Week One: Hope
The word that Isaiah the son of Amoz saw concerning Judah and Jerusalem.
2 It shall come to pass in the latter days
that the mountain of the house of the Lord
shall be established as the highest of the mountains,
and shall be lifted up above the hills;
and all the nations shall flow to it,
3 and many peoples shall come, and say:
“Come, let us go up to the mountain of the Lord,
to the house of the God of Jacob,
that he may teach us his ways
and that we may walk in his paths.”
For out of Zion shall go forth the law,
and the word of the Lord from Jerusalem.
4 He shall judge between the nations,
and shall decide disputes for many peoples;
and they shall beat their swords into plowshares,
and their spears into pruning hooks;
nation shall not lift up sword against nation,
neither shall they learn war anymore.
5 O house of Jacob,
come, let us walk
in the light of the Lord.
Hope doesn’t mean what it used to. We use the word in a doubtful way (“Well I hope…”). But hope in the Bible is a confident assurance of what’s to come. For Christians, hope is connected to our faith in God.
Theological virtue of hope
Verses 4 and 5 promises everything anyone could possibly hope for their land. Isaiah promises a time when God himself will be like the President and the Supreme Court combined: teaching his ways to the country, judging all of the policies and problems with perfect wisdom. What is impossible with human beings is possible with God.
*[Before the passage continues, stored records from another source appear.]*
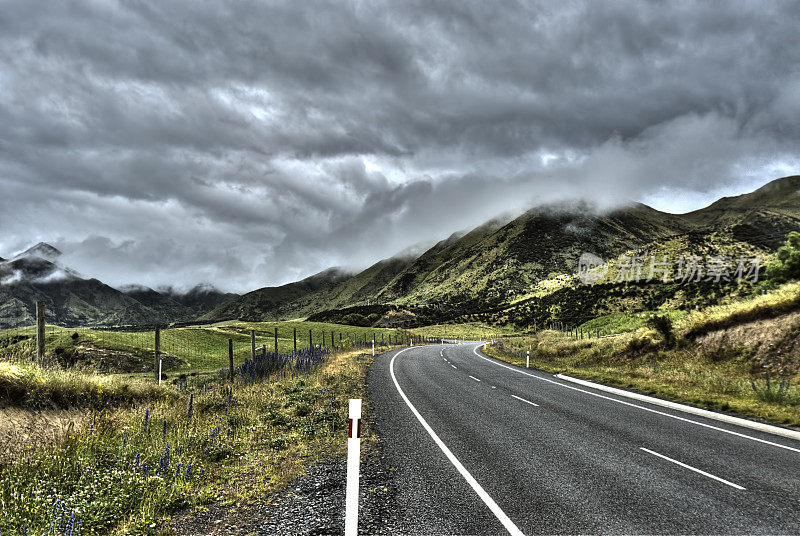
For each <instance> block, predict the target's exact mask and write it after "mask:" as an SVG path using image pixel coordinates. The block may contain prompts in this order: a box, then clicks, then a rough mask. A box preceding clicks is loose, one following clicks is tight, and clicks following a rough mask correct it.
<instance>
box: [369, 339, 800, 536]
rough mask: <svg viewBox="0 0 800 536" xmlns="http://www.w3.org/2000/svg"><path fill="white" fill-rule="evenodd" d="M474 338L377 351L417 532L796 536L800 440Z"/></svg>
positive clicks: (383, 401) (398, 454)
mask: <svg viewBox="0 0 800 536" xmlns="http://www.w3.org/2000/svg"><path fill="white" fill-rule="evenodd" d="M478 347H479V345H478V343H467V344H458V345H434V346H417V347H411V348H406V349H403V350H399V351H395V352H390V353H388V354H385V355H383V356H380V357H379V358H377V360H376V362H375V364H374V365H373V367H372V369H371V371H370V376H369V387H370V396H371V401H372V404H373V407H374V410H375V412H376V415H377V426H378V431H379V433H380V435H381V437H382V438H383V441H384V450H385V454H386V456H387V458H388V462H389V464H390V465H392V466H394V467H397V473H396V475H397V477H396V481H397V482H398V483H399V484H398V488H399V492H398V494H397V503H398V504H397V508H398V511H399V512H400V513H401V515H402V517H403V520H404V525H405V526H407V527H408V533H410V534H437V535H438V534H576V533H580V534H586V533H593V534H596V533H602V534H800V441H795V440H792V439H789V438H783V437H778V436H774V435H771V434H768V433H763V432H758V431H754V430H751V429H748V428H740V427H737V426H735V425H731V424H727V423H722V422H719V421H716V420H711V419H705V418H703V417H698V416H695V415H690V414H687V413H683V412H681V411H678V410H672V409H666V408H663V407H661V406H657V405H651V404H648V403H646V402H639V401H632V400H630V399H627V398H623V397H620V396H616V395H611V394H609V393H605V392H602V391H596V390H593V389H591V388H586V387H583V386H577V385H575V384H572V383H570V382H566V381H563V380H560V379H558V378H556V377H554V376H553V375H550V374H547V373H543V372H540V371H534V370H531V369H525V368H519V367H514V366H510V365H508V364H505V363H502V362H500V361H496V360H494V359H490V358H487V357H485V356H484V355H483V354H482V353H480V351H479V350H478Z"/></svg>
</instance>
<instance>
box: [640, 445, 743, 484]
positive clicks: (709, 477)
mask: <svg viewBox="0 0 800 536" xmlns="http://www.w3.org/2000/svg"><path fill="white" fill-rule="evenodd" d="M639 450H643V451H645V452H646V453H648V454H652V455H653V456H658V457H659V458H662V459H664V460H667V461H668V462H672V463H674V464H675V465H680V466H681V467H683V468H684V469H688V470H690V471H694V472H695V473H699V474H701V475H703V476H707V477H708V478H712V479H714V480H716V481H717V482H722V483H723V484H726V485H728V486H730V487H732V488H736V489H739V490H744V489H745V488H743V487H742V486H740V485H739V484H734V483H733V482H728V481H727V480H725V479H724V478H720V477H718V476H714V475H712V474H711V473H706V472H705V471H701V470H700V469H698V468H696V467H692V466H691V465H686V464H685V463H681V462H679V461H678V460H673V459H672V458H669V457H667V456H664V455H663V454H659V453H658V452H654V451H652V450H650V449H646V448H644V447H639Z"/></svg>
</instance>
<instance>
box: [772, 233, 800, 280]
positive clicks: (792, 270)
mask: <svg viewBox="0 0 800 536" xmlns="http://www.w3.org/2000/svg"><path fill="white" fill-rule="evenodd" d="M766 276H767V279H769V280H770V281H774V282H775V283H785V282H786V281H789V280H790V279H800V233H798V232H797V231H792V232H791V233H789V236H788V237H787V239H786V245H785V246H781V247H780V248H779V249H778V258H777V259H776V260H774V261H773V262H771V263H770V264H769V265H768V266H767V269H766Z"/></svg>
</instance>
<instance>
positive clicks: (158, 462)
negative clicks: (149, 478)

Anxiousness – our default state
This opening prophecy in Isaiah came at a time of real hardship and anxiety. Anxiousness is fear, born of uncertainty about the future, that we feel in our bodies. Medication can help us with these bodily symptoms. But the cure is faith, which leads to hope.
How does faith lead to hope? If we trust someone, that means we can trust the promises that person makes. Having faith in God also means holding certain assurance that what God promises will come.
No matter how things look now, we know where this is all going!